A friend was having a hard time explaining the real presence to a child. I was wondering if I can get different ways to explain the real presence that has worked for you. She felt like she was just digging herself a hole the more she tried. Any help with be appreciated. Thanks!
Children usually are visual learners. So I teach them that during the mass, Jesus comes down and becomes bread for us.
It is so important that bells are rung when the miracle occurs.
Jesus loves us so much that he wants us to be close to him, and since we won’t get to see him with our eyes, he wants us to see him in the Bread.
The kids usually begin craning their necks at this part of mass to see Jesus. Later on you can get into more.
In the case of a child, the best thing is just to tell them. Read them the relevant Bible passages in John 6 or the Last Supper. Explain to them that this is what is happening in the Mass.
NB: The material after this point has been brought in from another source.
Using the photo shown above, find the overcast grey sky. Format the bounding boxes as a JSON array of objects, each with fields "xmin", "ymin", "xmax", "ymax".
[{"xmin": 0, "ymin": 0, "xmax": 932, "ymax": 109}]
When our children are small, the emphasis should be on teaching them the authority and promises of God’s Word as it is taught in the Scriptures and by his Church. As they get older, you will need to instruct them at a higher level, but when they are really small, keep it basic.
It’s like teaching them about sex or other complex subjects. Teach them what they need to know right now.
Well the child wants to know what part of Christ was in the host, i.e. the eye, skin, arm, etc. After she was told all of Christ was in the host she wanted to know how he could fit in there. This child has already received her 1st communion.
Now you are getting into specifics.
The first of these questions was answered somewhat awkwardly (that Christ was “in” the Host) which set the table for the child’s next logical question: How could he fit “in” the Host??"
A better answer is that Jesus is Really Present in the Host. That means that he isn’t inside of it, but it becomes him when the priest says the words of consecration. It still *looks *like bread and *tastes *like bread – but Jesus is really there.
The** “how”** part of the question is a whole different thing. Adults ask this too, and the answer is the same for them as for this little girl – we don’t know.
When it comes to the chief mysteries of the Christian Faith which involve the direct action of God – the Eucharist, the Incarnation, the Trinity, etc – “how” is not an answerable question. We --children as well as adults – need to learn to live with the idea that not everything is qualifiable or quantifiable by empirical evidence or simple logic. Some things are just transcendent mysteries, and that’s OK.
I’d further suggest your friend invest in a Baltimore Catechism and go through it with her daughter – a lesson a week if possible. My extremely bright twelve year old boy is being raised on it, and he can run theological circles around most Catholic adults.
Thank you so much for replying. I will forward this to my friend. They thing is she babysits for this child and the child was asking her mom about it. Her mom said it was a symbol and so she jumped in but doesn’t want to over step her boundries. I asked her if she pulled the mom aside and explain it to her and she said no. She knows her faith but is having a hard to explaining it in words. Anyway, thanks for your suggestions.
I am glad you asked and got the answers for others. I never thought kids would ask this question. They are so curious…good though.
Show them a Cruxifix and a Tabernacle.
Explain to them
“On the Cross, it looks like Jesus is there, put He really isn’t. In the Tabernacle, it looks like Jesus ISN’T there, but He really is”
For younger kids. You can explain to them that Christ wants to come to us and be with us, but He is so big, and so bright that it would hurt our eyes to see Him. So He makes Himself look like bread and wine and that lets Him come to us without hurting our eyes.
He chooses to look like bread because that remindes us that His Grace is food for us, not food for our tummies, but food for our hearts.
These are great books everyone should have. They are simple to understand and they have pictures!
Depending on how old the child is. If the child is too young she may be a little scared of the picture in the site mentioned below:-
A EUCHARISTIC MIRACLE
IN NAJU, KOREA
The Sacred Host turned to visible Flesh and Blood on Julia Kim’s tongue
(September 22, 1995, the Blessed Mother’s Mountain in Naju)
I don’t know if the following is really a topical response, but it’s what I have.
When my granddaughter was four years old, we were at Mass together. Right at the Consecration, she turned to me and asked “How does Jesus get into that little piece of bread”? I responded that since He’s God, he can do anything He wants to do, and that’s the way He chose to come to us. She then asked me “But does He bleed?” I told her that, no, the Host doesn’t bleed, but He does change the wine into His blood, so His blood is there too, just in a separate chalice. That satisfied her.